Thursday, February 18, 2010

OpenCL dds compression

DDS compression it's a complex task for CPU, but it can be accelerated on GPU. We use our internal DDS compressor which produces nice quality image. With small quality degradation we can port this algorithm on GPU and obtain 18x performance gain.

Name: GeForce GTX 260
Vendor: NVIDIA Corporation
Version: OpenCL 1.0 CUDA

RGB8 1024 768
Image Time: 0.338 FPS: 2.9617 RMS: 1.976 SNR: 42.214


CLImage Time: 0.018 FPS: 54.8908 RMS: 2.111 SNR: 41.642

Tuesday, February 9, 2010

Windows 7 Commemorative Edition

We have received a while ago this Windows 7 Commemorative Edition box (due to our participation with Heaven DirectX 11 Benchmark in Win7 launch event):


Nice.

Strange moire on HD5850

Sometime strange moire image happens on HD5850 under Windows7. And it disappears after video mode switching...



Please don't die.

Thursday, February 4, 2010

CUDA vs OpenCL vs DirectCompute Part III

DirectCompute limits GPU abilities... When GPU can write data into several UAV targets physically, Direct3D11 says that GPU can't do that. We can't use DX10 level cards for physics simulation via Direct3D11 API...

This is a small test application which produce simple particles physics. There are 40625 particles on static mesh consisting of 1392 triangles.

GTX260 CUDA (Windows7 11.5ms per frame)


GTX260 CUDA (Linux 13.3ms per frame)


GTX260 OpenCL (Windows7 13.9ms per frame)


GTX260 OpenCL (Linux 15.6ms per frame)


HD5850 Direct3D11 (Windows7 15.6ms per frame)

CUDA vs OpenCL vs DirectCompute Part II

Interop between compute and graphical API is very important thing. We can render generated geometry directly on GPU without additional data copy through system memory. For example in cloth simulation we can do physics and calculate tangent space entirely on GPU.

There are some tests of interop and compute API performance:

GTX260 OpenGL + CUDA (Windows7 128 FPS)


GTX260 OpenGL + CUDA (Linux 143 FPS)


GTX260 OpenGL + OpenCL (Windows7 151 FPS)


GTX260 OpenGL + OpenCL (Windows7 167 FPS)


GTX260 Direct3D11 (Windows7 100 FPS)


HD5850 Direct3D11 (Windows7 214 FPS)


Same GPU shows 50% difference in performance across different API. That is nightmare.

Tuesday, February 2, 2010

CUDA vs OpenCL vs DirectCompute

We have three different GPGPU API nowadays.

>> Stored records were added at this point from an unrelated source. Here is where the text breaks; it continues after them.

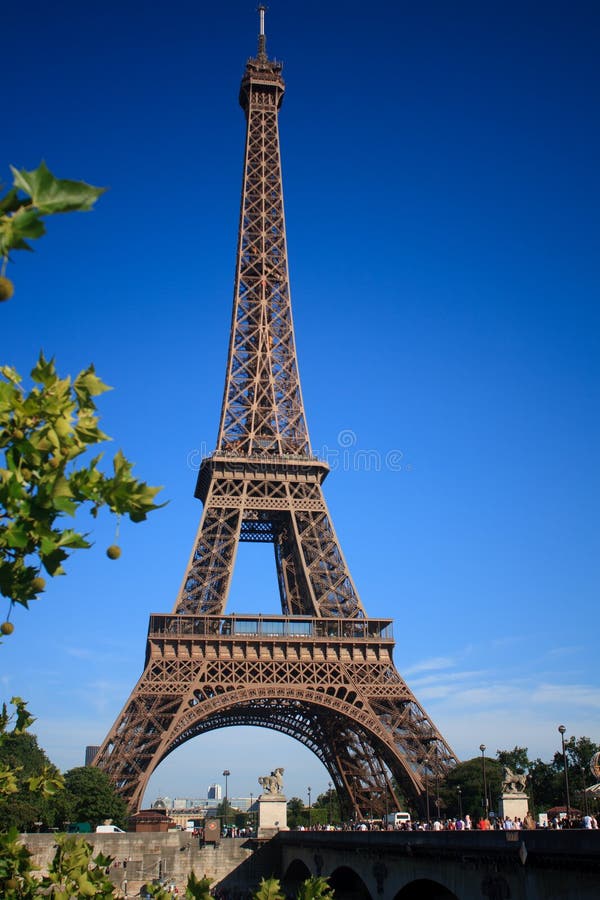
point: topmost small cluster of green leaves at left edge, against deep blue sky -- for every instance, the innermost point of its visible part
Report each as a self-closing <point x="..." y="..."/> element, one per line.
<point x="21" y="217"/>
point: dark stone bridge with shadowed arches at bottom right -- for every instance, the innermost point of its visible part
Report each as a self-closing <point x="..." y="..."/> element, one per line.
<point x="497" y="865"/>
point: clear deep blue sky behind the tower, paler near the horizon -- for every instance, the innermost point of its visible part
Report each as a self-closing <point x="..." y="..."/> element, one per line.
<point x="442" y="197"/>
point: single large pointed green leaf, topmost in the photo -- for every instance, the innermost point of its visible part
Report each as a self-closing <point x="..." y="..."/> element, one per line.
<point x="55" y="195"/>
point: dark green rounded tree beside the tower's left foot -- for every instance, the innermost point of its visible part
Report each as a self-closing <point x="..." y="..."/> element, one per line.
<point x="92" y="797"/>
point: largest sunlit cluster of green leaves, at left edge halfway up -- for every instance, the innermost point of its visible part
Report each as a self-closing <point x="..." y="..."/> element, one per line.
<point x="43" y="432"/>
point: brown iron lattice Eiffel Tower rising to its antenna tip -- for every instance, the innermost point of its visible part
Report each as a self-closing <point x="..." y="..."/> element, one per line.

All of these API's do same job on same hardware, but results which they show are completely different.

I have implemented simple bitonic sort algorithm across these API. And results are terrible.

GeForce GTX 260 CUDA:
quickSort Time: 0.042 FPS: 23.8498
CUBitonic Time: 0.012 FPS: 80.6452

GeForce GTX 260 OpenCL:
quickSort Time: 0.038 FPS: 26.3442
CLBitonic Time: 0.014 FPS: 71.5461

GeForce GTX 260 DirectCompute:
quickSort Time: 0.039 FPS: 25.8766
D3D11Bitonic Time: 0.031 FPS: 31.8350

Radeon HD 5850 DirectCompute:
quickSort Time: 0.036 FPS: 27.8854
D3D11Bitonic Time: 0.017 FPS: 58.3669

Radeon HD 4850 DirectCompute:
quickSort Time: 0.031 FPS: 32.1885
D3D11Bitonic Time: 0.059 FPS: 16.9869

The number of elements are 259072. Sorted structure is uint2.
Timings of quickSort are presented only for CPU comparison.
OpenCL implementation doesn't work on current AMD GPU OpenCL.